Hiking ini awalnya banyak peminat. Pada saat direncanakan, mungkin ada sekitar 15 orang yang berkeinginan ikut serta. Namun pas hari pelaksanaan, hanya empat orang termasuk saya yang akhirnya benar-benar berangkat. Sisanya? I don’t know why. Mungkin sakit, barangkali ada keperluan lain, atau, dan ini informasi yang sampai kepada saya, karena dana yang dibutuhkan untuk pendakian ini tidak berhasil mereka kumpulkan. Memang sebelumnya saya sampaikan perkiraan biaya yang dibutuhkan untuk transpor, biaya masuk lokasi, dan keperluan lain berkisar Rp60.000. Jumlah segitu termasuk sudah longgar. Dan ternyata benar, total uang yang saya habiskan untuk pendakian itu hanya Rp44.000 tanpa makan siang karena sudah membawa sendiri dari rumah.
26 Oktober 2008 yang merupakan hari Minggu itu dipilih untuk melaksanakan hiking. Tempat yang digunakan sebagai meeting point ada dua. Mereka yang tinggal di Sukaraja dan sekitarnya berkumpul di depan pintu gerbang kampus BEC paling telat jam 6. Peserta yang rumahnya di Kota Bogor supaya menunggu di teras supermarket Matahari depan Taman Topi selambat-lambatnya jam 6.30. Sayangnya waktu yang sudah disepakati jadi molor. Saya penyebabnya. Karena keenakan tidur, jam 5.30 saya baru turun dari tempat tidur. Itupun karena dibangunin.

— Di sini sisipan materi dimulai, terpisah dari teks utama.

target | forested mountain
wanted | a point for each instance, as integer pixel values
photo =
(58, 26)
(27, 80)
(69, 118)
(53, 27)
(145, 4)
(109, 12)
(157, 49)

Setelah selesai mandi meskipun mata ini masih ‘sepet’ dan membereskan peralatan yang dibutuhkan, buru-buru saya berangkat. Jam di lengan kiri saya menunjukkan pukul 6.15. Sarapan yang sudah disiapkan istri tersayang saya minta dimasukkan ke tupperware saja. Rencananya mau dimakan di angkot atau ketika sampai di kaki Gunung Salak nanti. Di tengah perjalanan saya bertemu salah satu peserta, Sidik (mahasiswa BEC angkatan 10), yang bermaksud akan menjemput saya. Kami kemudian jalan bareng ke BEC. Jarak dari rumah saya ke BEC tidak jauh, hanya memerlukan waktu lima menit jalan kaki.
Di depan BEC, Angga (10), Asep (11), dan Riki (11) sudah menunggu. Mereka yang ingin ikut itu sedang memesan bubur ayam untuk sarapan ke tukang bubur yang gerobaknya parkir di depan pintu gerbang BEC. Saya juga membuka bekal sarapan. Sambil ngobrol, kami menikmati makan pagi. Selesai mengisi perut, kami berlima kemudian naik angkot menuju meeting point ke dua.
Pagi itu perjalanan menyenangkan. Udara pagi yang masih segar mengiringi keberangkatan. Sayang sekali kenikmatan perjalanan saya dirusak oleh kelakuan seorang laki-laki biadab yang menampar istrinya yang sedang menggendong anak. Sudah pasti masalah keluarga, namun mbok jangan menunjukkan kebiadaban di muka umum seperti itu. Bukan di tempat umumpun dia, atau siapapun, seharusnya tidak berlaku kasar seperti itu, lebih-lebih terhadap pasangan hidup. Laki-laki itu seangkot dengan saya dan duduk di sebelah sopir. Yang mengherankan saya, ketika turun, meskipun tidak bayar karena nampaknya kenal baik dengan si sopir, dia dengan ramah mengucapkan terima kasih. Tak tahunya, dia seorang monster.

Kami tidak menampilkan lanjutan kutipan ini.